Of course, the problem with sitting around watching television is not just the sitting by itself, but the eating habits that often accompany such sitting. The top photo above is a good graphic–junk food, including pop and potato chips (hmmm, is there a connection between potato chips and couch potato?), is often a staple of such “inactivity.” The combination of sitting plus junk food is particularly bad.

(Incidentally, one scary finding is that even if people exercise on a regular basis, sitting around is still bad for the health–thus, one should always break up sitting sessions by getting up and moving around. There are simple ways to make habits of doing this. For example, after driving to your destination such as a shopping mall, park farther away so that you get more benefit from walking. If you’re watching TV, get up and move around during commercials, etc.)

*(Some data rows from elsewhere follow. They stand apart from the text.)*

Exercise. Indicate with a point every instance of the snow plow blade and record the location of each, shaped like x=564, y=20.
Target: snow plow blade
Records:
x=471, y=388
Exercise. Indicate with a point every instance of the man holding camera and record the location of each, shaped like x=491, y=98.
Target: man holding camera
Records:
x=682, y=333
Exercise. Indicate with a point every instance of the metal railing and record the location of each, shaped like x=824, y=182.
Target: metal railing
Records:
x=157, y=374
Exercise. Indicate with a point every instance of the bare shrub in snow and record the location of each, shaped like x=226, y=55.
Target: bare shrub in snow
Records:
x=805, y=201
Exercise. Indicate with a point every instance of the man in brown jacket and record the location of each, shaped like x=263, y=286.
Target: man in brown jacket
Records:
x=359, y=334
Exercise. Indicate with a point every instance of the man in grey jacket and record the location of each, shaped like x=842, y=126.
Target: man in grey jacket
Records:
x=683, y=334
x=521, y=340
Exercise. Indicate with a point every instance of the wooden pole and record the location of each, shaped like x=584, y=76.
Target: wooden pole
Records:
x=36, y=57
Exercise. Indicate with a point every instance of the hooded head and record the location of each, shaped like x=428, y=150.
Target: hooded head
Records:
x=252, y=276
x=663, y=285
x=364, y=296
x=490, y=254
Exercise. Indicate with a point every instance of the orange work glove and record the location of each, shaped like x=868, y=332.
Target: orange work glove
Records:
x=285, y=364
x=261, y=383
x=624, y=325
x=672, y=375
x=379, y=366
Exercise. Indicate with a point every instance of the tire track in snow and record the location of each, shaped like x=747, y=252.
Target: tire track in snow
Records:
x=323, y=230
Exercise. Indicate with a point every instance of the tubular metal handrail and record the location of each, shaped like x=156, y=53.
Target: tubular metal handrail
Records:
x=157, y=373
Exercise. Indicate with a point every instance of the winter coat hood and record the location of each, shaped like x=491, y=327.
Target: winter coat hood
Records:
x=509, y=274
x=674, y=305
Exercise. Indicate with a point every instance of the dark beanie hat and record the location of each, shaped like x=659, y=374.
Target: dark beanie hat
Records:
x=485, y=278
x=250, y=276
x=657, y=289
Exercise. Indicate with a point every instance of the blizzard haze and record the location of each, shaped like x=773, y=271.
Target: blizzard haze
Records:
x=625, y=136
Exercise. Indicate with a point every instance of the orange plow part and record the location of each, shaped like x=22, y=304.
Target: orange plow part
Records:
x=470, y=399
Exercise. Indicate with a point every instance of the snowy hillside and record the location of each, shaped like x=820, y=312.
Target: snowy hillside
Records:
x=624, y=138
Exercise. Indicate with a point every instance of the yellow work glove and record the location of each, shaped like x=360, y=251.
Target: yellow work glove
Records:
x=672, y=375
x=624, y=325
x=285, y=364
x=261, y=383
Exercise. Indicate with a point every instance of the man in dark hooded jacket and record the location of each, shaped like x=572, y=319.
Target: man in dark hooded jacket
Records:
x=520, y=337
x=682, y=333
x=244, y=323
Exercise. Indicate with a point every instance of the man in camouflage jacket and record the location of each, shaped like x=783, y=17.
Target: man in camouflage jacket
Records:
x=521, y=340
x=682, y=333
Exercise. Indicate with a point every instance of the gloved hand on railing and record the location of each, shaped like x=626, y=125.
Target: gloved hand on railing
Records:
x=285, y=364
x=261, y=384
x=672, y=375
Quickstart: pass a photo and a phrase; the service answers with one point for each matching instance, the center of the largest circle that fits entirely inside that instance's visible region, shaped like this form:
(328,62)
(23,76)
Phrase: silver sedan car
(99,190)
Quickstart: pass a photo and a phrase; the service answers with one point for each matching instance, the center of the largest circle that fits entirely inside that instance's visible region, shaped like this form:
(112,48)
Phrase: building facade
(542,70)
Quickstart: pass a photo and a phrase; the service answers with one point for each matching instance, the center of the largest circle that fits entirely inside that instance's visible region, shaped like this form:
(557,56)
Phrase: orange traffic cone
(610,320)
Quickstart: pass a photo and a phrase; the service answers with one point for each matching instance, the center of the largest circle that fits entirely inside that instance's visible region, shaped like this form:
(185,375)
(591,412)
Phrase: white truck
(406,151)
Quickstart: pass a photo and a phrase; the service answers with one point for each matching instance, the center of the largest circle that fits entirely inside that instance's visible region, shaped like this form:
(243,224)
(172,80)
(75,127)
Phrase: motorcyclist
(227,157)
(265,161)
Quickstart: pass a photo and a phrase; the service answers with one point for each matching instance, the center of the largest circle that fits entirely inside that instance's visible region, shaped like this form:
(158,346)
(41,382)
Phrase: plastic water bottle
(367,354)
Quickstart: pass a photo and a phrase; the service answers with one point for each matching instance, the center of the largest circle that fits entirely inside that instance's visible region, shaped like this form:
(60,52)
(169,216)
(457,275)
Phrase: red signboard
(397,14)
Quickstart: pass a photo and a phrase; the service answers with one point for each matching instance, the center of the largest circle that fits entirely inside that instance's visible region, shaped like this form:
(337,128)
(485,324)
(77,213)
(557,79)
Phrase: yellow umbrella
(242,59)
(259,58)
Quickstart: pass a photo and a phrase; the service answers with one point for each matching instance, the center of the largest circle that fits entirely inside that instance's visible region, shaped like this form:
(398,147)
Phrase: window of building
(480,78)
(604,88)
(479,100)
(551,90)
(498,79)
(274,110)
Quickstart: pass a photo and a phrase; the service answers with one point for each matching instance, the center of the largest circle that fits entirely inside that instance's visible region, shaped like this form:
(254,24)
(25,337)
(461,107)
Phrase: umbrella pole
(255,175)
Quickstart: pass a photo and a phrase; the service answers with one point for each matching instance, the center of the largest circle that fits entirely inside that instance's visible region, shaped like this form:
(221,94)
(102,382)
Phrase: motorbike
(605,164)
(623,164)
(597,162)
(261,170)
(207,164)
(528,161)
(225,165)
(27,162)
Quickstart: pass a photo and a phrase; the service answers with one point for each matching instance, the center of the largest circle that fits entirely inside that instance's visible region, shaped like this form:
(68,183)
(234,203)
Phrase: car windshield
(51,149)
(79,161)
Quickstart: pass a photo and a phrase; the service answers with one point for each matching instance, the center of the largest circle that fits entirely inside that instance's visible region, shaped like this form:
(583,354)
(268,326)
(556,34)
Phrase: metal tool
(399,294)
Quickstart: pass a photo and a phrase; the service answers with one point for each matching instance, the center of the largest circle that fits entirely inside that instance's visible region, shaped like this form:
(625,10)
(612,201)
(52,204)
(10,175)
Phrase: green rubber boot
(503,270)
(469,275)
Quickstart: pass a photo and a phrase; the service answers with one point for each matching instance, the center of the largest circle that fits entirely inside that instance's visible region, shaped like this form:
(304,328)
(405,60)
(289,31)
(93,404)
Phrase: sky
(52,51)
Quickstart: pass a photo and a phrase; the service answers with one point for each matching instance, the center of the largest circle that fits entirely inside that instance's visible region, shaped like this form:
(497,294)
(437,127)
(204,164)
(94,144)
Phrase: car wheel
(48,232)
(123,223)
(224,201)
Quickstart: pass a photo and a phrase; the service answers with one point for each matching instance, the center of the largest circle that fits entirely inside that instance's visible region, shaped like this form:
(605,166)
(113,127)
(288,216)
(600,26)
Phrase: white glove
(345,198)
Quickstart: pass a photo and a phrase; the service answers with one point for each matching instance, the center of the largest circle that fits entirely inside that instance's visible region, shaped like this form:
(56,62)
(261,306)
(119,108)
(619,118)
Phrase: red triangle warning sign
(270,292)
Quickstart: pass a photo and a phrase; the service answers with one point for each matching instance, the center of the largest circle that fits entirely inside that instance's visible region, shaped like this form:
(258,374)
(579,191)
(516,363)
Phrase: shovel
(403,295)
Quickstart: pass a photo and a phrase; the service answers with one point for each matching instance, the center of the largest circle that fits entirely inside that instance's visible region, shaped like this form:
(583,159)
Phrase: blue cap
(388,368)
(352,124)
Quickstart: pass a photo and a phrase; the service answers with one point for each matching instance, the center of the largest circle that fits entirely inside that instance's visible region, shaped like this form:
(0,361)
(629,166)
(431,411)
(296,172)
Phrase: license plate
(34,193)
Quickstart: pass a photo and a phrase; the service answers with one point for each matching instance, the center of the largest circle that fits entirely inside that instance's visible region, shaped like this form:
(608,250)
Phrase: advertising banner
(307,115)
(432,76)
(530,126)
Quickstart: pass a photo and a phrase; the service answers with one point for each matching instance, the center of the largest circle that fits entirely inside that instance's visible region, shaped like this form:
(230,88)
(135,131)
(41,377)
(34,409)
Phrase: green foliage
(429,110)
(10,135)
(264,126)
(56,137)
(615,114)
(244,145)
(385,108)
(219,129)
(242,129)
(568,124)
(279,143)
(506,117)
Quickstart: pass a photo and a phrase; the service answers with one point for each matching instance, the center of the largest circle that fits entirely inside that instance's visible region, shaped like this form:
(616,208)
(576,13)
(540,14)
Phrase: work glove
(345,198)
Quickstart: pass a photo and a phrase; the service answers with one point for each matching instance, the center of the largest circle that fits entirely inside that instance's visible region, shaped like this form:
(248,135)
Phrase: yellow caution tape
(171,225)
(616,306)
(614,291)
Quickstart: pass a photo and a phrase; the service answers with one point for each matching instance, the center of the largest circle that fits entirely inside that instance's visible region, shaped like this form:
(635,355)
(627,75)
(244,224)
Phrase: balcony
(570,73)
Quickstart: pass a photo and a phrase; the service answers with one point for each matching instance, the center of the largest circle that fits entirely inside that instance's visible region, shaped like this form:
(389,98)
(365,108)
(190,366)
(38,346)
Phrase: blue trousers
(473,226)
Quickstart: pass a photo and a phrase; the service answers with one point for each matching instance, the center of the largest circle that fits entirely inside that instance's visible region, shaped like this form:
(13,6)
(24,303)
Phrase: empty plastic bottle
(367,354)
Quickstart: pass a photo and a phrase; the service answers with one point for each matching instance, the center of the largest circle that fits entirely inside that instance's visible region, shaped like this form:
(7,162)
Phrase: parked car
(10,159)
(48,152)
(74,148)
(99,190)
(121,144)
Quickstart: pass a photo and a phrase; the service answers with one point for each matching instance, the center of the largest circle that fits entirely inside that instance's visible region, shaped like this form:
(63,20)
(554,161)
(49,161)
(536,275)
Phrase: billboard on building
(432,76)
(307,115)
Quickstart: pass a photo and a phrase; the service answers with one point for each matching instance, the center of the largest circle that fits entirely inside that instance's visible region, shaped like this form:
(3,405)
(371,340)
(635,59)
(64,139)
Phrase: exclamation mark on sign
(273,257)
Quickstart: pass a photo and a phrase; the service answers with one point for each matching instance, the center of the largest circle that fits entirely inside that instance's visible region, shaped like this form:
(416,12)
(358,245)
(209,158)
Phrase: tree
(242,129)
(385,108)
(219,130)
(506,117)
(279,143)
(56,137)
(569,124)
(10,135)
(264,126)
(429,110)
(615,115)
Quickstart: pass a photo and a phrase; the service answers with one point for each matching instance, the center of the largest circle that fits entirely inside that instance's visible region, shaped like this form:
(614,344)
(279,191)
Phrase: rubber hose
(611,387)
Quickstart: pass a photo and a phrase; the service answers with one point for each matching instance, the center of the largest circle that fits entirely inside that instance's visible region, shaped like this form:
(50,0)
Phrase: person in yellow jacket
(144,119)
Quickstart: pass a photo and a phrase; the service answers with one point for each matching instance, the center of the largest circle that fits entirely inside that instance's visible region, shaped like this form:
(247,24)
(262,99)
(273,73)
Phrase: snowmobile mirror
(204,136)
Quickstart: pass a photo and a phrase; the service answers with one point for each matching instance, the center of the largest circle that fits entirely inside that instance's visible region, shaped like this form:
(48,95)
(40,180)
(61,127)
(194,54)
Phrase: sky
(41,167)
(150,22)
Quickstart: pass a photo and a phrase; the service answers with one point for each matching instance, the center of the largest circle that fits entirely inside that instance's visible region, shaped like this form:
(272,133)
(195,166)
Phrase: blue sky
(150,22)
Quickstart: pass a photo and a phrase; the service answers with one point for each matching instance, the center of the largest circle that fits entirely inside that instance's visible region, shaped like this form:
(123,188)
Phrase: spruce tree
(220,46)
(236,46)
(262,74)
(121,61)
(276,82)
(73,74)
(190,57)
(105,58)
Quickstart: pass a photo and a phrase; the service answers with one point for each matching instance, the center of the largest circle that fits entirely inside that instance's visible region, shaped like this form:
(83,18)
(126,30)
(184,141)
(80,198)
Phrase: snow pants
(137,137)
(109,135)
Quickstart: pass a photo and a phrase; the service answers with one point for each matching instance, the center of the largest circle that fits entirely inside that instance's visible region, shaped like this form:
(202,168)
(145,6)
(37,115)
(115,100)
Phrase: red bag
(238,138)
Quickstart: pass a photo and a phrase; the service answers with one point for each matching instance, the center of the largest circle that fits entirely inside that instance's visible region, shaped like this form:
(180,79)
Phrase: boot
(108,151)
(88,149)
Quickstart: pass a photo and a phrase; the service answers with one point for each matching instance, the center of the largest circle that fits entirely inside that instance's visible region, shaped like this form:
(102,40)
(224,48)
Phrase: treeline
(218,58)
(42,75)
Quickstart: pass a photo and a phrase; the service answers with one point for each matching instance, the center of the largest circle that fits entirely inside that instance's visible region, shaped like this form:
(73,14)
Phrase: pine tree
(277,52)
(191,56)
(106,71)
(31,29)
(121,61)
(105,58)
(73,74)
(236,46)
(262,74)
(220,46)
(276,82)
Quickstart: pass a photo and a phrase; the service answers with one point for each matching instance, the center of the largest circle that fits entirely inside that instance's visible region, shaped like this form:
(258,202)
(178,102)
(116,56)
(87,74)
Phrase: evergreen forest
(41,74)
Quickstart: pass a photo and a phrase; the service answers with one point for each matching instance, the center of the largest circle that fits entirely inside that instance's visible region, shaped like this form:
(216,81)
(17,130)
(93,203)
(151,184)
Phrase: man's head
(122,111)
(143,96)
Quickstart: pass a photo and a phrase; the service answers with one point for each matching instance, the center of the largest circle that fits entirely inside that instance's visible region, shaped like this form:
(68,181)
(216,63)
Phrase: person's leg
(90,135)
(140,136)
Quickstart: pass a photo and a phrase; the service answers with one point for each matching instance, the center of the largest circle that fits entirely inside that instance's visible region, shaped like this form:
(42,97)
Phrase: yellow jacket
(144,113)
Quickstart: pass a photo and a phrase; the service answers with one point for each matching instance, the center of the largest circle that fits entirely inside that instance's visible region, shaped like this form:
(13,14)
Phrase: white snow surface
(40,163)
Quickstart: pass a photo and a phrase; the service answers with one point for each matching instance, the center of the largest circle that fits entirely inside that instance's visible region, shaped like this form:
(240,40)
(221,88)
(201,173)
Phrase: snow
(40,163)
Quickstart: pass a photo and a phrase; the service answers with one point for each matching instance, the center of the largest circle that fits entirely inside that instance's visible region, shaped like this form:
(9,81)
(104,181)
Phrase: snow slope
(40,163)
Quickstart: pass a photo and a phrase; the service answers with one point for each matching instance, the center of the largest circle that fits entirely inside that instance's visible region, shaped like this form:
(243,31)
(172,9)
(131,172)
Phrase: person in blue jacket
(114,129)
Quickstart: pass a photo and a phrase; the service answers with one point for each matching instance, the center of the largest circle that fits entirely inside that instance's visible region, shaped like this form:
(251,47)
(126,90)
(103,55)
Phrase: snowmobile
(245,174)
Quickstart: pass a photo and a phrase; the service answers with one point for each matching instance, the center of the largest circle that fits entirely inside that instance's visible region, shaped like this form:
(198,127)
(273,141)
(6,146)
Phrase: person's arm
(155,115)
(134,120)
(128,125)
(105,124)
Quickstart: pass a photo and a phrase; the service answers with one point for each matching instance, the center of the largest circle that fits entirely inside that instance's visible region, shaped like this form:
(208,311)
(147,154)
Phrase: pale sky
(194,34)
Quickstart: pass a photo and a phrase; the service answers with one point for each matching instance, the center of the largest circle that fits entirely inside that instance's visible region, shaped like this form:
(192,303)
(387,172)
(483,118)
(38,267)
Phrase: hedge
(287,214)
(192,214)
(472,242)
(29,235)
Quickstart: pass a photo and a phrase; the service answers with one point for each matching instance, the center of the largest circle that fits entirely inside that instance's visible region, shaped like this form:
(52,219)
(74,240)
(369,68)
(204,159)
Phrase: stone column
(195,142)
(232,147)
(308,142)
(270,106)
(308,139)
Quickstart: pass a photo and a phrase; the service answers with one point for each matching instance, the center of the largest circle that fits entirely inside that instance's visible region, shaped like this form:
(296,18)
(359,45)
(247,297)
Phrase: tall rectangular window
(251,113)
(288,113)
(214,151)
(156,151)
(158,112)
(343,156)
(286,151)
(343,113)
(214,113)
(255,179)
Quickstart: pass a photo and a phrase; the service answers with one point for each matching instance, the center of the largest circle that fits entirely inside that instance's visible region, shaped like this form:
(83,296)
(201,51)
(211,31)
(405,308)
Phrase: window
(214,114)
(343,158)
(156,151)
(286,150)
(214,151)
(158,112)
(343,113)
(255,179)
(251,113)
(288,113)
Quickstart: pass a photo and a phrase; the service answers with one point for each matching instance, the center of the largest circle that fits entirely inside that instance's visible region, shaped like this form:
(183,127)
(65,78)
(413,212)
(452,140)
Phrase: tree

Here are some sample results from recent studies regarding amounts of exercise:

  • 45 minutes of moderate exercise: 13% less likely to die over the next 6 years. Exercise must be of the “sweating” type.
  • 75 minutes of vigorous exercise: 31% less likely to die over the next 14 years
  • 5 times the recommended amount of exercise (5 x 75 minutes per week): 39% less likely to die over this period, and above that amount, no additional benefit found.

In a study entitled “Leisure-Time Running Reduces All-Cause and Cardiovascular Mortality Risk,” researchers at Iowa State University found that running for just 10 minutes per day produced as many positive health effects as longer sessions. Compared to non-runners, these subjects enjoyed 30% fewer deaths by all causes, and 45% fewer deaths by cardiovascular causes. Runners enjoyed up to 3 years longer lifespan on average than the non-runners. The lead researcher discusses these findings here:

On the flip side, too much exercise can also be detrimental to your health. We’re not talking about engaging inĀ marathon running, which has its own risks. High-intensity interval training (HIIT) is the key to following this efficiency model, for over a relatively brief span of time, the body is challenged to grow in strength and endurance. We will write more about HIIT in an upcoming article. (Click here to see the article.)

So what’s the bottom line? Here are the key points to take away:

  • It pays to be efficient with exercise. Even 10 minutes a day produces significant health benefits.
  • The maximum health benefit peaks at about 5 vigorous sessions of 75 minutes per week. At a certain point–such as running marathons–exercise actually starts to have a negative impact on health.
  • No matter how much you exercise, be sure to break up sitting sessions by getting up and moving around.

Being smart about exercise will save you time, and it may even save your life.